Ms. Diamond's plight has garnered a wave of media attention, even resulting in a front page story in the New York Times. She hopes to draw attention to the suffering many trans women face while incarcerated, with her lawyer, Chinyere Ezie, from the Southern Poverty Law Center, saying: "I wish I could say that this is a problem only affecting Ashley, but it's actually an issue of epidemic proportions across the country."
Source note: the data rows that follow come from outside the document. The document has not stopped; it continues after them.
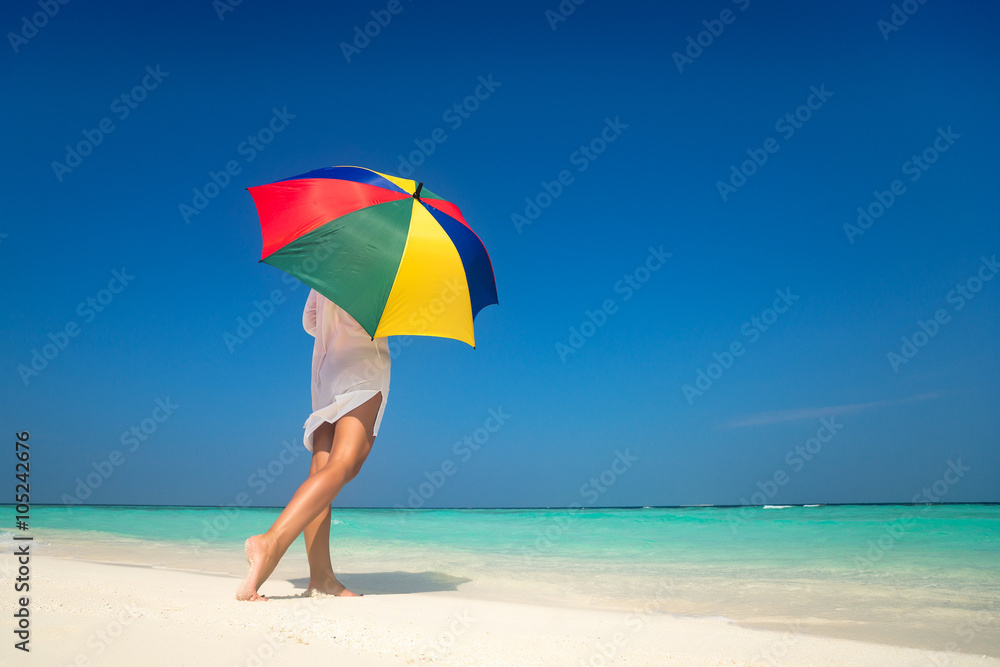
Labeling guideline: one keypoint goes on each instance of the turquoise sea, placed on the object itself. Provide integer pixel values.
(920, 575)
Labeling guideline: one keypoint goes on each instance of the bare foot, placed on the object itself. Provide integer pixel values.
(258, 558)
(328, 585)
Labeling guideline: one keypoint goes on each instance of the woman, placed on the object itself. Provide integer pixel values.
(350, 384)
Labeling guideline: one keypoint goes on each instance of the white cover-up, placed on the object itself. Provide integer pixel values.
(348, 366)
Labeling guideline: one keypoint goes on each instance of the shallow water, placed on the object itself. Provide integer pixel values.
(926, 576)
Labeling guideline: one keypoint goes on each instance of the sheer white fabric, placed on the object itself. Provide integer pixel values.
(348, 366)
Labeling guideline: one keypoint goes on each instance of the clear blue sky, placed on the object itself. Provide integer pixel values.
(677, 128)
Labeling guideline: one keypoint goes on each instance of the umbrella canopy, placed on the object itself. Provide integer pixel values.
(398, 258)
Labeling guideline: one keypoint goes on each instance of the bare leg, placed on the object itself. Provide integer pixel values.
(317, 533)
(352, 441)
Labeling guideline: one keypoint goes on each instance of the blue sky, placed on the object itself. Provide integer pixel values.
(700, 194)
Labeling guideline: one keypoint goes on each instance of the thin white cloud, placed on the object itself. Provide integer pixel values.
(796, 414)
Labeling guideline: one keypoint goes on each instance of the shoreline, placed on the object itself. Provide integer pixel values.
(192, 617)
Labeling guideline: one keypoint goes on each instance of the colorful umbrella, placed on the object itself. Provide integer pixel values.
(398, 258)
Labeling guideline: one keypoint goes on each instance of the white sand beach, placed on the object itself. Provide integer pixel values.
(89, 613)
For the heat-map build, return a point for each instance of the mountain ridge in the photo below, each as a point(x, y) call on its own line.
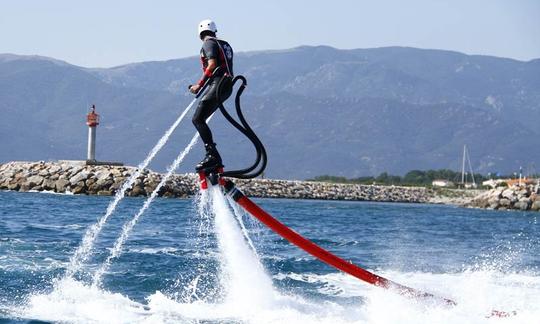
point(320, 110)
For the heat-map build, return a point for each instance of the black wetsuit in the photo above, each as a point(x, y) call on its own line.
point(221, 51)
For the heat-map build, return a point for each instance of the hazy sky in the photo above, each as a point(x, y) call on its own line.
point(101, 33)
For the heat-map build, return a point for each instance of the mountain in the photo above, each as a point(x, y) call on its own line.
point(319, 110)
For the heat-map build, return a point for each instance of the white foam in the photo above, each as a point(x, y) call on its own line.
point(85, 248)
point(243, 277)
point(71, 301)
point(128, 226)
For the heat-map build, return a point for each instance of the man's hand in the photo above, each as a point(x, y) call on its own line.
point(195, 88)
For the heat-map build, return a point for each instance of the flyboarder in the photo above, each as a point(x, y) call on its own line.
point(217, 64)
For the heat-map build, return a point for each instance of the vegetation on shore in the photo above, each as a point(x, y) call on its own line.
point(411, 178)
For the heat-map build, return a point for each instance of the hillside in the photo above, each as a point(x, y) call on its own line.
point(319, 110)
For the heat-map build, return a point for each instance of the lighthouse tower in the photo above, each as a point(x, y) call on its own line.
point(92, 120)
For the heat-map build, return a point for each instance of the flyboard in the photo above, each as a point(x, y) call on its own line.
point(218, 177)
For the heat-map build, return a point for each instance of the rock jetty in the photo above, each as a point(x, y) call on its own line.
point(78, 178)
point(516, 197)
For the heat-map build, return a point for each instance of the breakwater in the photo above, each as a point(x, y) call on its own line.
point(516, 197)
point(78, 178)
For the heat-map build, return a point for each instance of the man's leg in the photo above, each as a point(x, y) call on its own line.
point(207, 106)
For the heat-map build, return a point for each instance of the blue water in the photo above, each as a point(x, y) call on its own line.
point(482, 259)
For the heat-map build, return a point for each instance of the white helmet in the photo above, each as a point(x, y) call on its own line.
point(207, 25)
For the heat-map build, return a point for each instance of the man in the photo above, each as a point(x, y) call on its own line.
point(216, 56)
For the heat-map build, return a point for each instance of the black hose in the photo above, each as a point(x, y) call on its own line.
point(244, 128)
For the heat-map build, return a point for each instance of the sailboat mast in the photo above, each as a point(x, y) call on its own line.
point(463, 165)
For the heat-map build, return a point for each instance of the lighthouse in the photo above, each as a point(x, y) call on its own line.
point(92, 120)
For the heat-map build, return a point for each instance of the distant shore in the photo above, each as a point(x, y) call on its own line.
point(78, 178)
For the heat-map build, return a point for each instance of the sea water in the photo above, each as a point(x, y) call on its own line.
point(188, 261)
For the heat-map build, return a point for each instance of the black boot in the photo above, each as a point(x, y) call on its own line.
point(212, 158)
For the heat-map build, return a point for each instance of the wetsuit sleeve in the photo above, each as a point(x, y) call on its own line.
point(210, 49)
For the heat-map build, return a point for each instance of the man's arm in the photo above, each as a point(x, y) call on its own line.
point(212, 64)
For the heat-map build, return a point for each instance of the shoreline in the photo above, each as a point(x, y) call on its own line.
point(105, 180)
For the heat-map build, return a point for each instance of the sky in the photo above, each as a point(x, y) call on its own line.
point(101, 33)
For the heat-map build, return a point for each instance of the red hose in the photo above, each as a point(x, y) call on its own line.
point(328, 257)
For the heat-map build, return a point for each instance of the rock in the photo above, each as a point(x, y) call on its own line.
point(79, 188)
point(33, 181)
point(522, 205)
point(81, 176)
point(508, 194)
point(504, 202)
point(61, 185)
point(49, 184)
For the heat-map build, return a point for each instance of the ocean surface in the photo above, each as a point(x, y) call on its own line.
point(202, 260)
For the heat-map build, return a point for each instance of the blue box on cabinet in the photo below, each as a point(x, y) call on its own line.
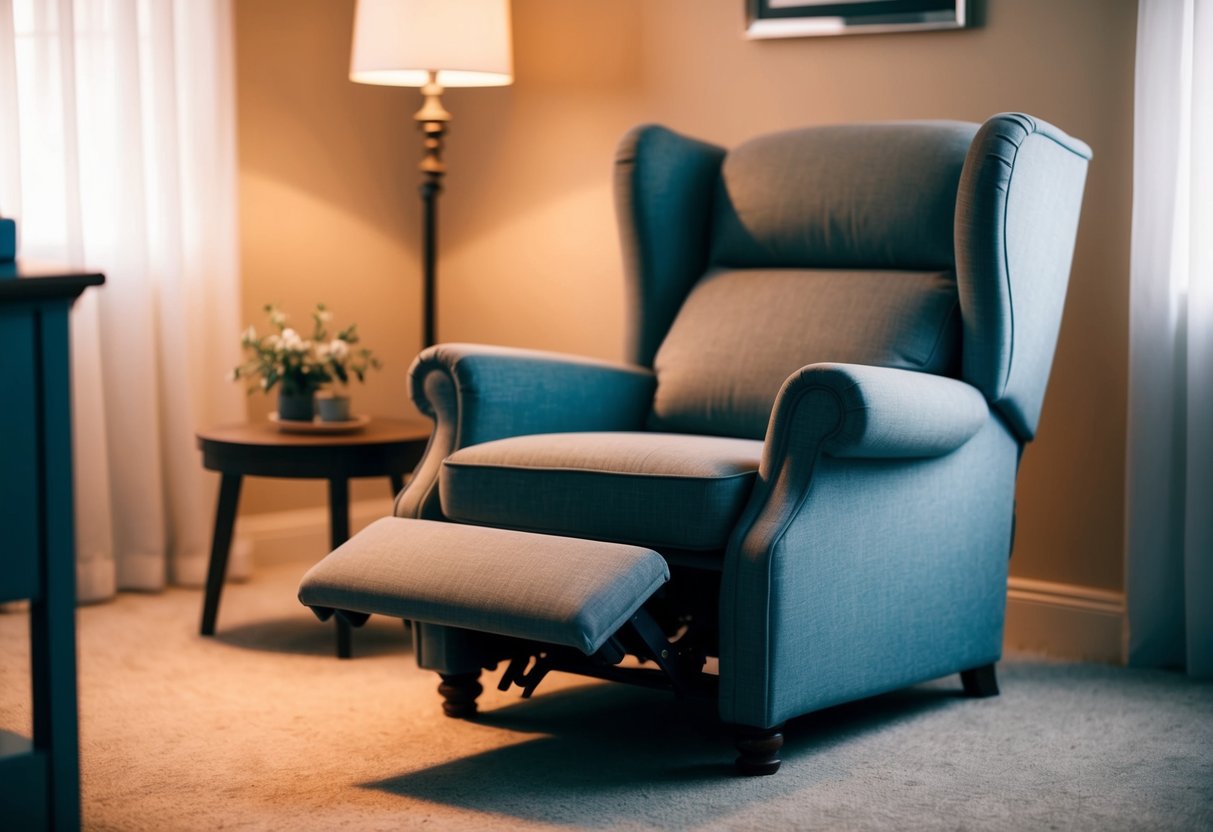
point(7, 240)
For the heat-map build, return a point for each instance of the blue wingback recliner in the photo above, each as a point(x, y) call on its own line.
point(838, 345)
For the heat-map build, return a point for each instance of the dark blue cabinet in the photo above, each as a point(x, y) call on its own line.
point(40, 779)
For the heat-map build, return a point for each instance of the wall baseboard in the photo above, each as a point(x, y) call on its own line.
point(1058, 620)
point(1065, 621)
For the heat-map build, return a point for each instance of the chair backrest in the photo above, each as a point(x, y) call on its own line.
point(869, 244)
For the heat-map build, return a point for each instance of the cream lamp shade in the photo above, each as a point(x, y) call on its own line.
point(398, 43)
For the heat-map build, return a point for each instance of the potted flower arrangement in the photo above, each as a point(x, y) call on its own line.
point(301, 366)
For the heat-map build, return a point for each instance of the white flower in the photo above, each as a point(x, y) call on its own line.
point(292, 342)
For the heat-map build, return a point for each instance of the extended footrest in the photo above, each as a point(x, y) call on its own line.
point(539, 587)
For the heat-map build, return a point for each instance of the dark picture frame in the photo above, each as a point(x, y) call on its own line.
point(804, 18)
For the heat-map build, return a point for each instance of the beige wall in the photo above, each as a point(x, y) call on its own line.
point(329, 205)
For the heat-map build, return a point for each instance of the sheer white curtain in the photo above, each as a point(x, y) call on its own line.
point(1169, 533)
point(118, 153)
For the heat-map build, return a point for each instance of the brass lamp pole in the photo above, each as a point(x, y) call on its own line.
point(432, 120)
point(432, 44)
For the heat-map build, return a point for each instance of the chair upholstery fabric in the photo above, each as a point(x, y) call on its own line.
point(876, 195)
point(875, 307)
point(1017, 215)
point(525, 586)
point(650, 489)
point(741, 332)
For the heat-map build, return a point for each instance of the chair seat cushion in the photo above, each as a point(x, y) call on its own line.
point(662, 490)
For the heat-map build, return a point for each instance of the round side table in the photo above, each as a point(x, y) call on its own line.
point(385, 448)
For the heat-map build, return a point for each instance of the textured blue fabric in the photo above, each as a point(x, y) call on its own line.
point(540, 587)
point(664, 184)
point(870, 195)
point(741, 332)
point(872, 412)
point(478, 393)
point(1017, 216)
point(651, 489)
point(847, 577)
point(872, 550)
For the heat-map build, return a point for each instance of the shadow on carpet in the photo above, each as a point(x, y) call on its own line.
point(306, 636)
point(604, 756)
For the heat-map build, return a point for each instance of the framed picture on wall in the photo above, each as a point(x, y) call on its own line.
point(802, 18)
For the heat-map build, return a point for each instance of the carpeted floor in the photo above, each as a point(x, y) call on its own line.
point(261, 728)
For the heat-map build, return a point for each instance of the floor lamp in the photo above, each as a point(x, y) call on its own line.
point(432, 44)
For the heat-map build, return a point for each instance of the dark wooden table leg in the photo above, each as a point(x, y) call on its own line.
point(221, 546)
point(339, 533)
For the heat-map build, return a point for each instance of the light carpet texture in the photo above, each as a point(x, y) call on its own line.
point(261, 728)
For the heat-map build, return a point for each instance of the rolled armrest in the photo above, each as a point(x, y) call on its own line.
point(477, 393)
point(850, 410)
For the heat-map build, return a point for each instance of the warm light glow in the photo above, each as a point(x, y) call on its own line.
point(465, 41)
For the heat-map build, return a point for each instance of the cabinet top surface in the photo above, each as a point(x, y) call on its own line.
point(24, 279)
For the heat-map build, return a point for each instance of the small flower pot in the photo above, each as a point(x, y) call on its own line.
point(296, 408)
point(334, 408)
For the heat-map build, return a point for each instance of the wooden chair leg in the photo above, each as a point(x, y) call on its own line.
point(759, 750)
point(980, 682)
point(459, 693)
GLAAD's own, Tiq Milan, appeared on MSNBC to discuss the violent and unlawful treatment of Ms. Diamond. Applauding the federal recognition of trans identities and experiences, Milan called the refusal to treat Diamond "willful ignorance" from Georgia prison officials. He also highlighted the disproportionate discrimination that transgender people of color, and especially black transgender women, face. This discrimination leads to unemployment, poverty, criminalization, and incarceration. According to a report on the National Transgender Discrimination Survey, over 1 in 5 trans women had been incarcerated at some point, while nearly half (47%) of black trans women had been jailed.

As Milan said, looking at these cases from a medical standpoint, rather than as cosmetic issues or as "alternative lifestyle choices," is essential. Another inmate, this time a trans woman in California, has been awarded access to gender-affirming surgery. Both Diamond and Michelle-Lael Norsworthy, the Californian trans woman, had doctors determine that these medical treatments were necessary for their gender dysphoria. Hopefully these rulings will usher in change, allowing trans people in the justice system to access the care they need and deserve.